You'll see the outputs of the commands executed in parallel in the console.

You also see that the work directories are created under the current directory as shown in the following. Each task is executed in each work directory. You'll see files named "out" is created in each work directory. Verify that the task IDs are written to the "out" files in each work directory.

Since two-level directories are created as work directories, we need to take care of the simulator path when we specify the command by a relative path. For instance, your simulator is located at the directory where CARAVAN is launched, the path of the simulator must be specified as the "parent of parent" of the current directory like ../../simulator.out. A good practice to avoid this complexity is to specify the command by the absolute path, such as $HOME/simulator.out.

In the following samples, import statements are omitted unless explicitly stated. You can find an executable scripts in samples/ directory.

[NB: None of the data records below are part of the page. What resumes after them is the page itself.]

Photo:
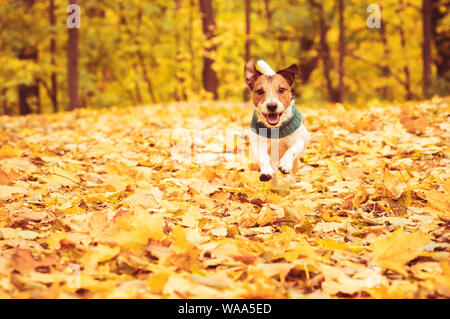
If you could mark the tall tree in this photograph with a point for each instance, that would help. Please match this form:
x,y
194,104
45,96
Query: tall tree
x,y
210,81
247,41
406,71
441,39
72,65
54,83
324,50
426,46
341,49
27,91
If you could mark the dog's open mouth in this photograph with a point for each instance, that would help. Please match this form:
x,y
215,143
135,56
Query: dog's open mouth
x,y
272,118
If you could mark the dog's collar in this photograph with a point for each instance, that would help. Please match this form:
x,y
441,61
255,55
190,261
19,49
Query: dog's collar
x,y
285,129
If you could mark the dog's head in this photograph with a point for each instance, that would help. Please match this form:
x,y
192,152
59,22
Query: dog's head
x,y
271,93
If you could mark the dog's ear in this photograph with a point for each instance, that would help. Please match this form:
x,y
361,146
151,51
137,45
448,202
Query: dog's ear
x,y
251,73
290,73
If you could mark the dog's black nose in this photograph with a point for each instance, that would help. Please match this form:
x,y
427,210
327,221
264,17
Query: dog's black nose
x,y
272,107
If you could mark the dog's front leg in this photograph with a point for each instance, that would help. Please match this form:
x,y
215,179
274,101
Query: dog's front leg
x,y
291,154
261,155
266,170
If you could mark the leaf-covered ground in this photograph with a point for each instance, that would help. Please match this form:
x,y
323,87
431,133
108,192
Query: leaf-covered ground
x,y
124,204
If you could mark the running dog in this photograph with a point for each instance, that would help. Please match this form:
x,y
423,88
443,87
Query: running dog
x,y
279,137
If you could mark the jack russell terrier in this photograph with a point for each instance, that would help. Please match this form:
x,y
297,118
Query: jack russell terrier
x,y
279,137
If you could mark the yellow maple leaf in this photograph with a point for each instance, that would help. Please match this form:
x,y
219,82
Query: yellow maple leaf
x,y
398,248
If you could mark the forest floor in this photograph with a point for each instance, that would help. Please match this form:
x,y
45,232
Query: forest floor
x,y
144,203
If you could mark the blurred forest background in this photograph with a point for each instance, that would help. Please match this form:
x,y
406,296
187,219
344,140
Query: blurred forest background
x,y
141,52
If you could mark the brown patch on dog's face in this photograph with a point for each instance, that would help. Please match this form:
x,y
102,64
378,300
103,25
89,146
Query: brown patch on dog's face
x,y
271,94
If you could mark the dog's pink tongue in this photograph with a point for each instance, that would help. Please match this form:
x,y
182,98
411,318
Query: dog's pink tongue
x,y
273,118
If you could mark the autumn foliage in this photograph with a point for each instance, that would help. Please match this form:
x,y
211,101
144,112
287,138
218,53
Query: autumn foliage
x,y
94,205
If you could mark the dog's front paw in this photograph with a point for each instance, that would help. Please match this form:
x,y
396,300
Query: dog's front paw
x,y
265,177
285,167
266,174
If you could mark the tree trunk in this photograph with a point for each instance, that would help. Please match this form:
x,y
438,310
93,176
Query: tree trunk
x,y
54,89
386,70
210,81
441,38
324,52
179,90
27,91
341,50
426,46
407,82
72,66
247,41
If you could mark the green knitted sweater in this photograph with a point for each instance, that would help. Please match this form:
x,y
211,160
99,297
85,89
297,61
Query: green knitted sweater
x,y
287,128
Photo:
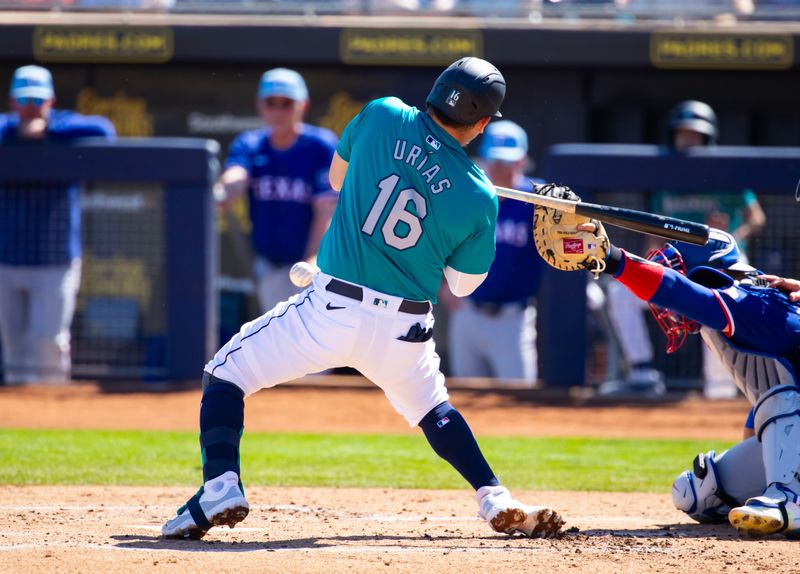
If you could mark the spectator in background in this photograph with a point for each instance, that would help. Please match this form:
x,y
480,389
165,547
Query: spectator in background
x,y
492,333
40,250
283,167
691,124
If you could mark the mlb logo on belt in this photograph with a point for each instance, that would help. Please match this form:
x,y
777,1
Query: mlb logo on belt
x,y
573,246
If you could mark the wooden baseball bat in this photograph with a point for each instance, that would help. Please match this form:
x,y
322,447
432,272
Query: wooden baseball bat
x,y
652,223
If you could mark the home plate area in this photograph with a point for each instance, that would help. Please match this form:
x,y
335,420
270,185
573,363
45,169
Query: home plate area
x,y
331,530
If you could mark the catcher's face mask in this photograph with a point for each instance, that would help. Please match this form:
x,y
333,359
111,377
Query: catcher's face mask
x,y
675,327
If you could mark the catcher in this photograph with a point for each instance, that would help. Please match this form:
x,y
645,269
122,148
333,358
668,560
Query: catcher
x,y
749,323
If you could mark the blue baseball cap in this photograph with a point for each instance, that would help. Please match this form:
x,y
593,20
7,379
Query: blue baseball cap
x,y
503,141
32,82
284,83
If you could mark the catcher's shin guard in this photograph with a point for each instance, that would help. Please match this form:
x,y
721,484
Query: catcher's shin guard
x,y
777,423
699,492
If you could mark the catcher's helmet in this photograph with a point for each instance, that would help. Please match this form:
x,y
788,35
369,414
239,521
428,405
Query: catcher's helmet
x,y
695,116
721,252
468,90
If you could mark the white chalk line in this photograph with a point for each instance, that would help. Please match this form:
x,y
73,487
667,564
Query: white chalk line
x,y
335,549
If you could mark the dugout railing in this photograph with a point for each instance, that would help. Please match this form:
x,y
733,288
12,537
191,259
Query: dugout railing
x,y
573,344
146,308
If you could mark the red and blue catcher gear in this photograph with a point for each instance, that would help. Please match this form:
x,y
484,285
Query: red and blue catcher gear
x,y
720,252
752,317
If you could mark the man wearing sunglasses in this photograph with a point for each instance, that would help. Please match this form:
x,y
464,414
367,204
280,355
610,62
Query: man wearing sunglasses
x,y
40,251
283,168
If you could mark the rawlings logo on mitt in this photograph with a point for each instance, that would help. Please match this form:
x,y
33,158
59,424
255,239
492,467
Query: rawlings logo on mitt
x,y
558,239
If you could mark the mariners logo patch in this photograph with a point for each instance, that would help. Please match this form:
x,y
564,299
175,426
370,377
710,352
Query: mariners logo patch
x,y
433,142
573,246
452,99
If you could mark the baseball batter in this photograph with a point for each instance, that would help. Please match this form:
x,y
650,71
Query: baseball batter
x,y
754,329
412,207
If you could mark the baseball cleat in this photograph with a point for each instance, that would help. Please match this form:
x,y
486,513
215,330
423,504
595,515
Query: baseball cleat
x,y
774,511
219,502
507,515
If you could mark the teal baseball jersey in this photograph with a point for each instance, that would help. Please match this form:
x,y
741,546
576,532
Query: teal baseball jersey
x,y
411,203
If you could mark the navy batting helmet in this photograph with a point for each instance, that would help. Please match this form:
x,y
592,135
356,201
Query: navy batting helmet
x,y
695,116
468,90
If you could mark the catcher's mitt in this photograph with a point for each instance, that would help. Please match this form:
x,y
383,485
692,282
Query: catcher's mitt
x,y
560,242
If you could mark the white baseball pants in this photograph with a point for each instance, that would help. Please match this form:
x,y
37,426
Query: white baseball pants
x,y
317,330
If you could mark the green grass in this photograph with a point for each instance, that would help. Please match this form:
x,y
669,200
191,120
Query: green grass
x,y
276,459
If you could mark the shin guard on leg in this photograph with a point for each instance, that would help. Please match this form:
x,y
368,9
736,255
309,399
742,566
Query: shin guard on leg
x,y
451,438
221,427
777,423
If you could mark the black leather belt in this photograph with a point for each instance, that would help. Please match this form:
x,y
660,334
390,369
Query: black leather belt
x,y
357,293
494,309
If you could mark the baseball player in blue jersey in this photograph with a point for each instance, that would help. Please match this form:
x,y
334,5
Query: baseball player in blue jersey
x,y
40,237
754,329
283,168
492,333
412,207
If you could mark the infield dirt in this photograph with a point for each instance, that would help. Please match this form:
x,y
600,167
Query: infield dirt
x,y
115,529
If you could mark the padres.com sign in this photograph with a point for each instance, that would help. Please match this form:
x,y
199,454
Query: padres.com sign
x,y
106,44
722,51
408,47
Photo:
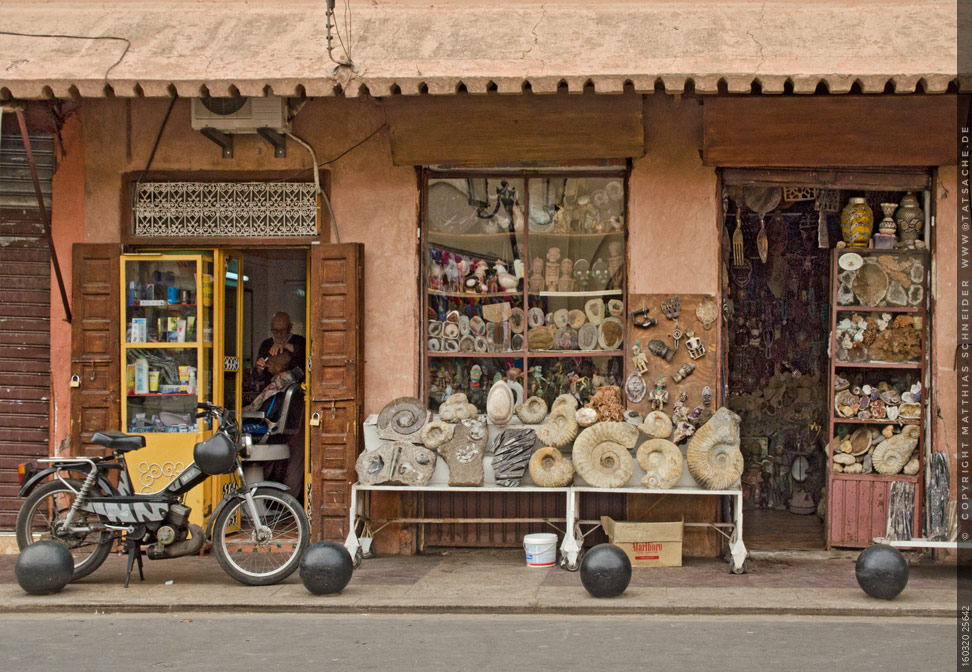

Visualizing how tasks are executed in parallel

Let us visualize the timeseries of task execution and see how tasks are executed in parallel. We generate 10 tasks which sleeps 1~3 seconds as follows.

from caravan import Server,Task

with Server.start():
    for i in range(20):
        Task.create(f"sleep {1+i%3}")

After the execution, you'll find a binary file "tasks.msgpack". This file is generated by the scheduler. It has the logs of each tasks such as the executed time, duration, and the process number. Refer to the README of CARAVAN_viz, which is a tool to visualize the logs. With this tool, you'll intuitively see how tasks are executed concurrently.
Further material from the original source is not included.